Furthermore, dislike of the current regime is leading some people to have an idealized view of the Soviet Union.

"Young people think that during Soviet times everyone had a job, social guarantees and now they don't have anything. The KPRF has monopolized this niche," Ryabov said.

Melnik, the Ph.D. student, said he came to the party fair at the Manezh exhibition hall in late August not because he wants a return to the Soviet Union.
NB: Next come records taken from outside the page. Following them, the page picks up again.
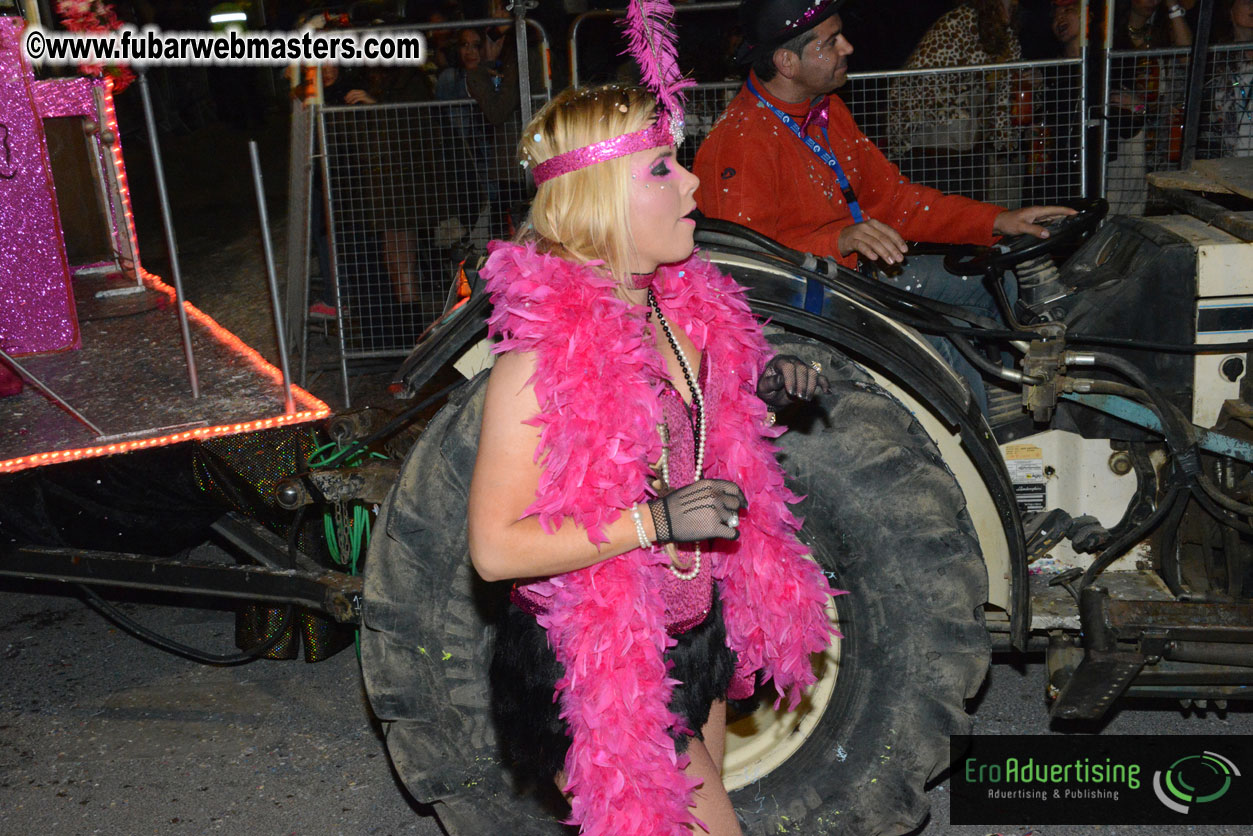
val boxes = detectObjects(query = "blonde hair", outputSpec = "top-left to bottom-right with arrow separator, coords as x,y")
517,84 -> 657,282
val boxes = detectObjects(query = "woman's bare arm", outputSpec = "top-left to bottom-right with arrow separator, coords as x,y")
469,352 -> 655,580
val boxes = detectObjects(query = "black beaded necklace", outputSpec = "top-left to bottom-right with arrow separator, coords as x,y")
648,287 -> 704,468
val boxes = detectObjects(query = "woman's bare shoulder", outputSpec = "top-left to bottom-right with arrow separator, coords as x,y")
484,351 -> 539,424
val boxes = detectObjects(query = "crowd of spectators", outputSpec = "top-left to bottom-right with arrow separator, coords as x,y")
83,0 -> 1253,343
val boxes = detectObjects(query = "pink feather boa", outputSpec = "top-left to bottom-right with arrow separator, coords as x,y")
481,242 -> 833,836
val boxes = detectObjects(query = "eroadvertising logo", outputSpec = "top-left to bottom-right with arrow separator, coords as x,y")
1153,752 -> 1240,813
950,734 -> 1253,825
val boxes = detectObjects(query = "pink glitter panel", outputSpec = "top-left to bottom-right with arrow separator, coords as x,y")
35,78 -> 104,119
535,117 -> 674,185
0,18 -> 78,355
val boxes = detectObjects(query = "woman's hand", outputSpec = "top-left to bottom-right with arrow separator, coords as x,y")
648,479 -> 747,543
757,355 -> 831,407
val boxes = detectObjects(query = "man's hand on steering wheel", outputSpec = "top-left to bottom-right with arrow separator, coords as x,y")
992,206 -> 1075,238
836,218 -> 908,264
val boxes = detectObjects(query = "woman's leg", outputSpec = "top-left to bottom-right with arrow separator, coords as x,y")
684,737 -> 742,836
700,699 -> 727,775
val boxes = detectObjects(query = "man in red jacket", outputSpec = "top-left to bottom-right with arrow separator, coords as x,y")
693,0 -> 1074,406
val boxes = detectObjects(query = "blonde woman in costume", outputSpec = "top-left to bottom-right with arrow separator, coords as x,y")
469,85 -> 833,836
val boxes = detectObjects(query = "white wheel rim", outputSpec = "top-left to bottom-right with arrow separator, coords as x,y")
722,589 -> 842,792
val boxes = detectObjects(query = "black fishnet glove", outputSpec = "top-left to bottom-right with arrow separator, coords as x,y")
648,479 -> 747,543
757,355 -> 831,407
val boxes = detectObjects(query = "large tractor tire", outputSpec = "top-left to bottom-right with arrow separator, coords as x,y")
362,336 -> 989,836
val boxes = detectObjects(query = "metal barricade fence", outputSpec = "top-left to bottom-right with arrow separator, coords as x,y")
313,20 -> 549,376
570,3 -> 1088,207
1197,44 -> 1253,159
679,60 -> 1085,207
1101,49 -> 1189,214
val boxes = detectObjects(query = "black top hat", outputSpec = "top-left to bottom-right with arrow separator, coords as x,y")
736,0 -> 845,64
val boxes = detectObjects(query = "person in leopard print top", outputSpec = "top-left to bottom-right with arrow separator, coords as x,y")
888,0 -> 1032,199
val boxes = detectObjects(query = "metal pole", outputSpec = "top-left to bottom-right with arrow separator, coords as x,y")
248,145 -> 296,415
315,110 -> 352,410
1096,0 -> 1114,197
287,103 -> 313,386
1179,0 -> 1214,168
139,71 -> 200,397
0,351 -> 104,437
1079,0 -> 1090,197
511,0 -> 535,128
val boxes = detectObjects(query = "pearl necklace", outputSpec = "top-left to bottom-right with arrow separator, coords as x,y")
648,287 -> 705,580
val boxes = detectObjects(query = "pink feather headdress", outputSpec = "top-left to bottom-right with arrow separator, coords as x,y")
621,0 -> 695,145
523,0 -> 695,185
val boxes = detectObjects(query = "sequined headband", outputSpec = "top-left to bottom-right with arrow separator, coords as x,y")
534,113 -> 683,185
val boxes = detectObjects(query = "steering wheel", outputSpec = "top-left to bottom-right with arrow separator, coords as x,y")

He came because he wants to "support a party that calls for press freedom and for social justice and promises to help develop small businesses."

As for his scarf, Melnik said he thinks the past should not be forgotten.

Ilya Ponomaryov, 28, who worked for the Yukos oil major from 1998 to 2002, left his job to go work for the Communists in January of this year. "The reason I joined the party is that it is the real opposition force in Russia and it is capable of influencing political life," he said in a telephone interview. "The country is going nowhere and the only way to change that is to join the KPRF."

Ponomaryov, who said he has supported the Communists since April 2002, said he became a member and went to work for the party at his own initiative.

At a party congress Saturday, two men connected to Yukos were chosen to run on the party's electoral list.

Ponomaryov, who managed information technology projects at Yukos, is the party's chief information officer and has been charged with helping the party attract more young people. With a group of political analysts he has put together, he said he is organizing a series of events.

"For May 1, we organized a rock concert on Lubyanskaya Ploshchad, in the center of Moscow, which gathered more than 10,000 young people. We organize forums and conferences to discuss the right strategy for the left opposition to adopt. We are also trying to revive the good Soviet traditions," he said.

As an example of a good Soviet tradition, Ponomaryov said they want to revive the Timurovsky movement, which in Soviet times was a way for teenagers to help people in need.

After the election, Ponomaryov said he will not return to business but will opt for a political career in the party.

He was first vice president of Sibintek, a Yukos subsidiary that developed IT projects, from 1999 until 2002. He then became president of Internet Management Corp., which was co-founded by Yukos. It was sold later that year to Information Business System, one of Russia's biggest IT companies.